Submitter	Carl-Daniel Hailfinger
Date	2010-06-01 02:54:00
Message ID	<4C047648.4070404@gmx.net>
Download	mbox \| patch
Permalink	/patch/1435/
State	Superseded
Headers	show Return-path: <flashrom-bounces+patchwork=coreboot.org@flashrom.org> Envelope-to: patchwork@coreboot.org Message-ID: <4C047648.4070404@gmx.net> Date: Tue, 01 Jun 2010 04:54:00 +0200 From: Carl-Daniel Hailfinger <c-d.hailfinger.devel.2006@gmx.net> User-Agent: Mozilla/5.0 (X11; U; Linux i686; en-US; rv:1.8.1.23) Gecko/20090410 SUSE/1.1.18-0.1 SeaMonkey/1.1.18 MIME-Version: 1.0 To: flashrom <flashrom@flashrom.org> Subject: [flashrom] [PATCH] Avoid scary warning if nothing changed Precedence: list Content-Type: text/plain; charset="us-ascii" Content-Transfer-Encoding: 7bit Sender: flashrom-bounces+patchwork=coreboot.org@flashrom.org Errors-To: flashrom-bounces+patchwork=coreboot.org@flashrom.org

Comments

Carl-Daniel Hailfinger - 2010-06-01 02:54:00

If flashrom encounters an erase or write error, it will complain loudly
and tell the user that the flash chip is in an unknown state. Most of
the time the erase/write failed completely, and this case can be
detected by always reading the full chip before any write action and
comparing the new contents against the old contents after any failed
erase/write.

This should spit out a much more harmless warning if write/erase failed,
but the flash chip is completely unmodified.
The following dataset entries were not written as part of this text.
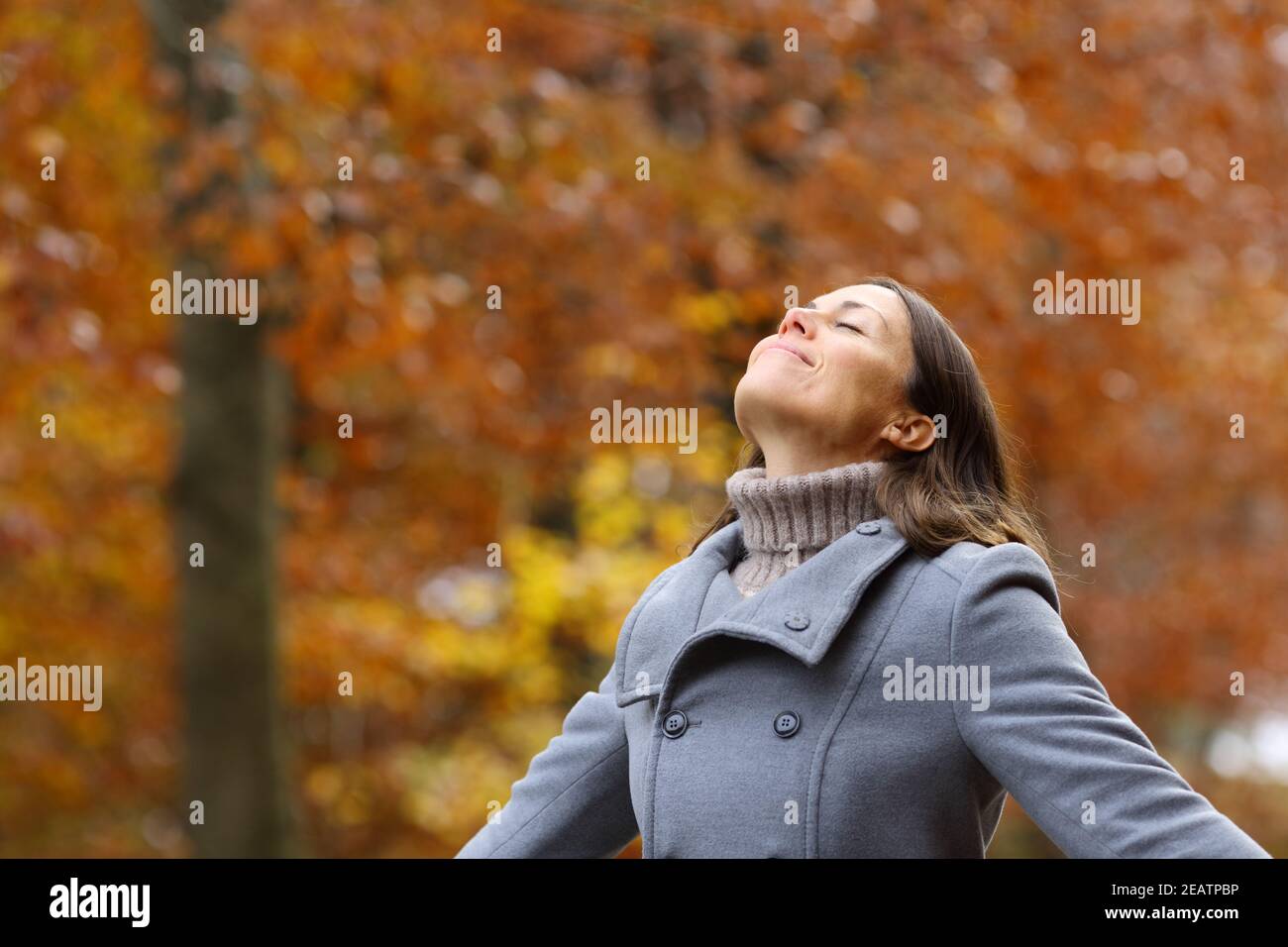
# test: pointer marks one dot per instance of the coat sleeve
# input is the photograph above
(1085, 774)
(575, 800)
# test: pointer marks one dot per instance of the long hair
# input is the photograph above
(964, 487)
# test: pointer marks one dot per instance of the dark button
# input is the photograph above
(797, 621)
(675, 724)
(786, 723)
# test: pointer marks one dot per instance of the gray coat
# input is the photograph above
(872, 702)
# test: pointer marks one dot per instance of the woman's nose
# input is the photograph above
(798, 318)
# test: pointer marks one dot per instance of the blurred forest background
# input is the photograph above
(471, 424)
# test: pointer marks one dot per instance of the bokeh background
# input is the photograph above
(516, 169)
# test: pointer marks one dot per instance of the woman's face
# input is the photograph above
(831, 380)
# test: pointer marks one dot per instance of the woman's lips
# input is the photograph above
(789, 350)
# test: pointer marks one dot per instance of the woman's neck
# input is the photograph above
(789, 518)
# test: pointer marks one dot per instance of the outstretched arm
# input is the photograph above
(1085, 774)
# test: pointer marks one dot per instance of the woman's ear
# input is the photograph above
(912, 433)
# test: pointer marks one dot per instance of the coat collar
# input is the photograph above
(802, 612)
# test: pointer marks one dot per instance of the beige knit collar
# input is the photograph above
(787, 519)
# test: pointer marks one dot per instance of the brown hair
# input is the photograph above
(964, 487)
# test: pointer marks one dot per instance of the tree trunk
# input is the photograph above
(223, 493)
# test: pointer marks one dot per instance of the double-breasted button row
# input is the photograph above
(675, 723)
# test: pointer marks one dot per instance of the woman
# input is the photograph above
(864, 652)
Signed-off-by: Carl-Daniel Hailfinger <c-d.hailfinger.devel.2006@gmx.net>

Michael Karcher - 2010-06-10 14:33:10

Am Dienstag, den 01.06.2010, 04:54 +0200 schrieb Carl-Daniel Hailfinger:
> -int read_flash(struct flashchip *flash, char *filename);
> +int read_flash_write_file(struct flashchip *flash, char *filename);
Cumbersome name. Use "read_flash_to_file".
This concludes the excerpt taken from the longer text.